问题
#include <iostream>
struct A{
A(int){
}
};
struct B{
B() = default;
B(A){
}
B(B const&){}
B(B&&){}
};
int main(){
B b({0});
}
For the given codes, the candidate functions are:
#1 B::B(A)
#2 B::B(const B&)
#3 B::B(B&&)
According to the standard, for #1, the object of type A is copy-list-initialized by {0} as A a = {0}
, A::A(int)
is considered for the initialization, so only the standard conversion within #1. For #2, it's an initialization of a reference form braced-init-list
which is the cause of [dcl.init.list]
Otherwise, if T is a reference type, a prvalue of the type referenced by T is generated. The prvalue initializes its result object by copy-list-initialization or direct-list-initialization, depending on the kind of initialization for the reference. The prvalue is then used to direct-initialize the reference. [ Note: As usual, the binding will fail and the program is ill-formed if the reference type is an lvalue reference to a non-const type. — end note ]

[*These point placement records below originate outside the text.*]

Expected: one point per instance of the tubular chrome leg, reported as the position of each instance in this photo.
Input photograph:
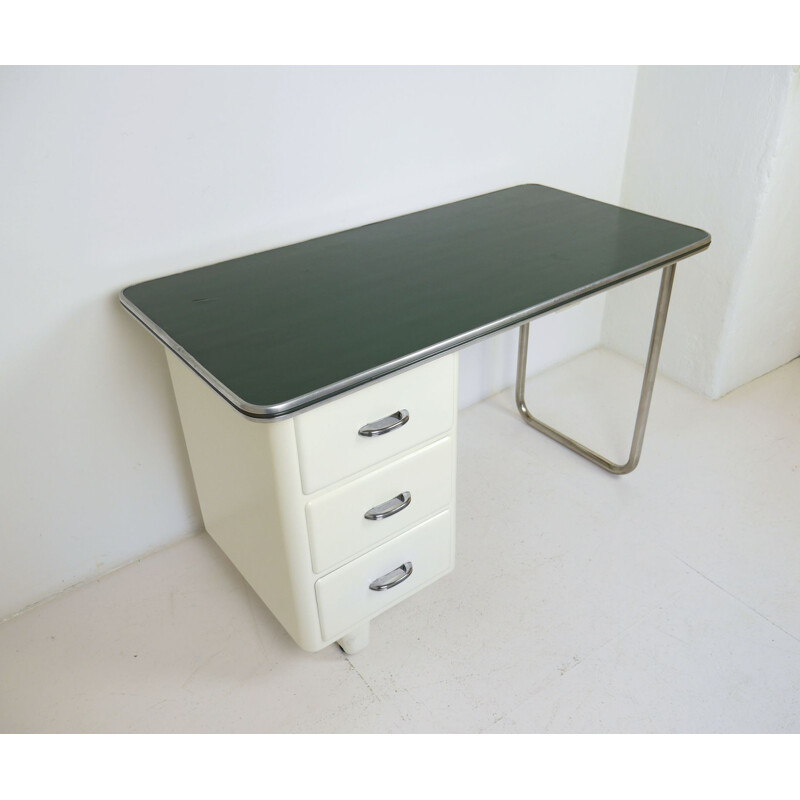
(667, 277)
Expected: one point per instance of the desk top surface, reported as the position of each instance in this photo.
(279, 331)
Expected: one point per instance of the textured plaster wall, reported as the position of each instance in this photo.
(716, 148)
(111, 176)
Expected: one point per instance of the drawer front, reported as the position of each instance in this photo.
(328, 440)
(396, 496)
(344, 597)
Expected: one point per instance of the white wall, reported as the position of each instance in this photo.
(716, 148)
(762, 328)
(111, 176)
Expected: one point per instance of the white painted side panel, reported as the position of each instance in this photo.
(248, 485)
(344, 596)
(327, 437)
(337, 528)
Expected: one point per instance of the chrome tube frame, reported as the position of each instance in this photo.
(651, 366)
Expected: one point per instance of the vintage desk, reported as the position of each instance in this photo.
(317, 384)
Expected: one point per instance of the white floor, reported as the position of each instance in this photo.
(664, 601)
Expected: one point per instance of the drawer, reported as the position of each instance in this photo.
(344, 598)
(413, 487)
(328, 440)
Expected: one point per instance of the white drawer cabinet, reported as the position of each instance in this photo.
(312, 512)
(399, 495)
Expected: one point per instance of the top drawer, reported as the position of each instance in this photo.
(328, 440)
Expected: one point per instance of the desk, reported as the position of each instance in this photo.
(324, 457)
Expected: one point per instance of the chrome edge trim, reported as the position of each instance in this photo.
(290, 408)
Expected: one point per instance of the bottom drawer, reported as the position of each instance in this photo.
(344, 597)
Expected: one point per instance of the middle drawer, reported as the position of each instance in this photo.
(396, 496)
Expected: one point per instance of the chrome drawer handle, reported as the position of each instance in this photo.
(381, 426)
(393, 578)
(390, 507)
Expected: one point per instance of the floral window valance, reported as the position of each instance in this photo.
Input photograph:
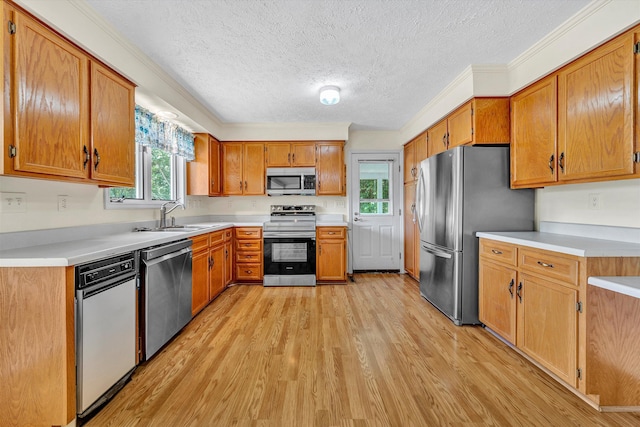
(155, 133)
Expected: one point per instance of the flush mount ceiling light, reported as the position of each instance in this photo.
(330, 95)
(167, 114)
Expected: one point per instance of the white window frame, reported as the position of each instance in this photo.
(143, 181)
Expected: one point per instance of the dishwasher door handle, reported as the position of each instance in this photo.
(154, 261)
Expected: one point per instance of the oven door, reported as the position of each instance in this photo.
(289, 261)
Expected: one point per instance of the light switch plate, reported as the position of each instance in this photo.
(13, 202)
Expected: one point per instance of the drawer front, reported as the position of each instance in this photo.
(248, 245)
(200, 242)
(331, 232)
(248, 232)
(499, 251)
(248, 271)
(549, 264)
(248, 256)
(216, 238)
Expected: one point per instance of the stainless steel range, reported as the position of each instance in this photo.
(290, 246)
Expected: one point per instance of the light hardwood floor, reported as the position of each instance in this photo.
(367, 353)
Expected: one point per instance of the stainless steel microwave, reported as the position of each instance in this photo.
(291, 181)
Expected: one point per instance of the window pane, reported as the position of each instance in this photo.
(375, 187)
(161, 175)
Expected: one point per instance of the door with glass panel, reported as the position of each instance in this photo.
(375, 211)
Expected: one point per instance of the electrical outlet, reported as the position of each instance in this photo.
(63, 203)
(13, 202)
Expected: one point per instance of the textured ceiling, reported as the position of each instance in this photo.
(260, 61)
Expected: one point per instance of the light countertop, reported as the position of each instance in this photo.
(81, 251)
(627, 285)
(572, 245)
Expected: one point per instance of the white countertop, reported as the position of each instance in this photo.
(572, 245)
(81, 251)
(627, 285)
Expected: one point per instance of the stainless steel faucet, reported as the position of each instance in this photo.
(164, 211)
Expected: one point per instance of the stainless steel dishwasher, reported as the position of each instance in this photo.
(165, 288)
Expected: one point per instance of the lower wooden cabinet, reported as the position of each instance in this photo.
(537, 300)
(331, 254)
(248, 250)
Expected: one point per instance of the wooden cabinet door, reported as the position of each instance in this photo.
(278, 154)
(460, 126)
(254, 172)
(216, 272)
(303, 154)
(437, 138)
(112, 128)
(410, 234)
(228, 263)
(497, 308)
(232, 179)
(533, 135)
(215, 184)
(548, 325)
(410, 172)
(331, 260)
(51, 105)
(595, 113)
(330, 169)
(200, 281)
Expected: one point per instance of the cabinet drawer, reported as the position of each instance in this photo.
(549, 264)
(216, 238)
(248, 256)
(248, 271)
(248, 245)
(331, 232)
(200, 242)
(499, 251)
(248, 233)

So it equates with const B& = {0}
, in this initialization, the conversion function is B::B(A)
and the argument is 0
, so B tmp = {0}
and 'B::B(A)' is considered that parameter is initialized by argument 0
, as A parameter = 0
.
Otherwise (i.e., for the remaining copy-initialization cases), user-defined conversion sequences that can convert from the source type to the destination type or (when a conversion function is used) to a derived class thereof are enumerated as described in [over.match.copy], and the best one is chosen through overload resolution...
So there's a user-defined conversion within #2 and the situation of #3 is the same as that of #2 and accroding to the [over.ics.rank],
a standard conversion sequence is a better conversion sequence than a user-defined conversion sequence or an ellipsis conversion sequence, and...
The standard conversion is better than user-defined conversion, so #1 should be better than #2 and #3, but actually, g++ report the invocation is ambiguous, why? The error message is:
main.cpp: In function ‘int main()’:
main.cpp:12:10: error: call of overloaded ‘B(<brace-enclosed initializer list>)’ is ambiguous
B b({0});
^
main.cpp:8:3: note: candidate: B::B(A)
B(A){
^
main.cpp:6:8: note: candidate: constexpr B::B(const B&)
struct B{
^
main.cpp:6:8: note: candidate: constexpr B::B(B&&)
回答1:
All the three conversions {0} -> A
, {0} -> const B&
, {0} -> B&&
are user-defined conversions.
To convert {0}
to A
, another overload resolution happens and this time you face three constructors A(int)
, A(const A&)
and A(A&&)
. Since 0 -> int
is a standard conversion while both 0 -> const A&
and 0 -> A&&
are user-defined conversion, the conversion 0 -> int
wins and A(int)
is selected to convert {0}
to A
.
Your confusion comes from mixing the two overload resolutions.
回答2:
Answers are here,Because the argument is initializer list,so [over.ics.list] rules are performed when overload resolution.
[over.ics.list]/6
- Otherwise, if the parameter is a non-aggregate class X and overload resolution per [over.match.list] chooses a single best constructor C of X to perform the initialization of an object of type X from the argument initializer list:
- If C is not an initializer-list constructor and the initializer list has a single element of type cv U, where U is X or a class derived from X, the implicit conversion sequence has Exact Match rank if U is X, or Conversion rank if U is derived from X.
- Otherwise, the implicit conversion sequence is a user-defined conversion sequence with the second standard conversion sequence an identity conversion.
Hence,for these three candiate constructors,the parameter of them are all non-aggerate class type,so the implicit conversion sequence is used to convert the single element of the initializer list to corresponding parameter type of the constructor of parameter of constructor B
and therefore these conversion sequences are all user-defined conversion sequence and the second standard conversion sequence are all identity conversions.So the rank of them are indistinguishable.